Foundation money is intended to benefit the university, she said, and the amount going to WVU grew accordingly, from $44 million in FY 2008 to $106 million in FY 2018. Assets under management climbed from just over $640 million 10 years ago to $1.8 billion now.

The State of Minds Campaign, which ended Dec. 31, raised $1.219 billion, Roth said. “It puts us in a very elite class with other universities around the country, because there are less than 50 of them around the country that can ever claim they raised $1 billion or more.”

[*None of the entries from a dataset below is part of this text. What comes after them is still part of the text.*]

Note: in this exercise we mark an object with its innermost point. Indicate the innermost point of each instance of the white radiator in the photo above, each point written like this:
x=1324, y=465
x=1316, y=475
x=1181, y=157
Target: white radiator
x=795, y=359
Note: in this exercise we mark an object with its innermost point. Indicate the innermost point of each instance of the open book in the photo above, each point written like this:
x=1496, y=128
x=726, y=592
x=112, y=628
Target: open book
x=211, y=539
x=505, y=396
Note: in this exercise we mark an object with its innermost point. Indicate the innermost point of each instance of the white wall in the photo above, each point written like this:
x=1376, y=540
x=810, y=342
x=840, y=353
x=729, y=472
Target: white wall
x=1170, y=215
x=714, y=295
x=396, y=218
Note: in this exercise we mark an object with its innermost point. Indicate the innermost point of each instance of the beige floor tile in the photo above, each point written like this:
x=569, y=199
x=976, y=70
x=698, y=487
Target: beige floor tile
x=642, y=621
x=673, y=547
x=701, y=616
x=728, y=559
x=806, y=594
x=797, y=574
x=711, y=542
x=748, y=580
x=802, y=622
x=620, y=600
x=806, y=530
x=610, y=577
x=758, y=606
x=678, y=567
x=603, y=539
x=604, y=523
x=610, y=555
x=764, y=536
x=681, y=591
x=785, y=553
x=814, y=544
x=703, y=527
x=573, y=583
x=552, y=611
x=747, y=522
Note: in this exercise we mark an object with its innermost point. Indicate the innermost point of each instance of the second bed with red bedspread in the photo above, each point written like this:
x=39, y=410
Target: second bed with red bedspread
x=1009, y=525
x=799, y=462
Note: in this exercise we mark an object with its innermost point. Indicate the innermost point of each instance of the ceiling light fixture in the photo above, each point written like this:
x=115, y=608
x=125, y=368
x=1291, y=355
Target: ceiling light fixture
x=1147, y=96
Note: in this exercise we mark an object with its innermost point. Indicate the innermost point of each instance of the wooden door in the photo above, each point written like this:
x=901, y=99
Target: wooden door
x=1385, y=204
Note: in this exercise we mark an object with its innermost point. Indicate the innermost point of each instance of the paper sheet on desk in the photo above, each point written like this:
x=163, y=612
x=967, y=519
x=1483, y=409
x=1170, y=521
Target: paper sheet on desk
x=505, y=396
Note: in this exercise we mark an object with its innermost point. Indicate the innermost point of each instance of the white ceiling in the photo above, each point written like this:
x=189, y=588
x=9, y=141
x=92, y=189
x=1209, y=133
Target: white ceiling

BOG member Matthew Valenti asked Roth if the Trump Tax Cuts and Jobs Act has put any damper on giving — since it raised the standard income tax deduction.

“We are studying it in our team,” Roth answered. So far there’s been no change and she credits that in part to alumni loyalty. “We are not anticipating a drop-off with that.”

— The BOG approved leasing a parcel of land next to the Mountaineer Station parking garage, on Van Voorhis Road, to WVU Hospitals for a 750-space parking garage. This is one of two that WVU Medicine has been discussing building for employees.

— WVU Tech interim President Gerald Lang gave an overview of progress at the new Beckley campus. Among other things, he noted that first-year freshman enrollment for 2008-2009, when Tech was in Montgomery, was 217. This school year, it’s 395. That’s 82 percent higher.

He also said they’ve outgrown the available parking. “We’ve been too successful,” he said with a smile.

— The BOG approved relocating some programs and departments and renaming some buildings to accommodate the demolition of Stansbury Hall for the future B&E Complex and the Hodges Hall project.

ROTC is moving to the Evansdale Campus. The Admissions and Records building will be renamed Colson Annex; Dadisman/Stalnaker Resident Faculty Leader House changing to Laurel House; 660 North High Street to Augusta Hall; Arnold RFL House to Serenity Place; the Blanchette Rockefeller Neuroscience Institute to Rockefeller Neuroscience Institute.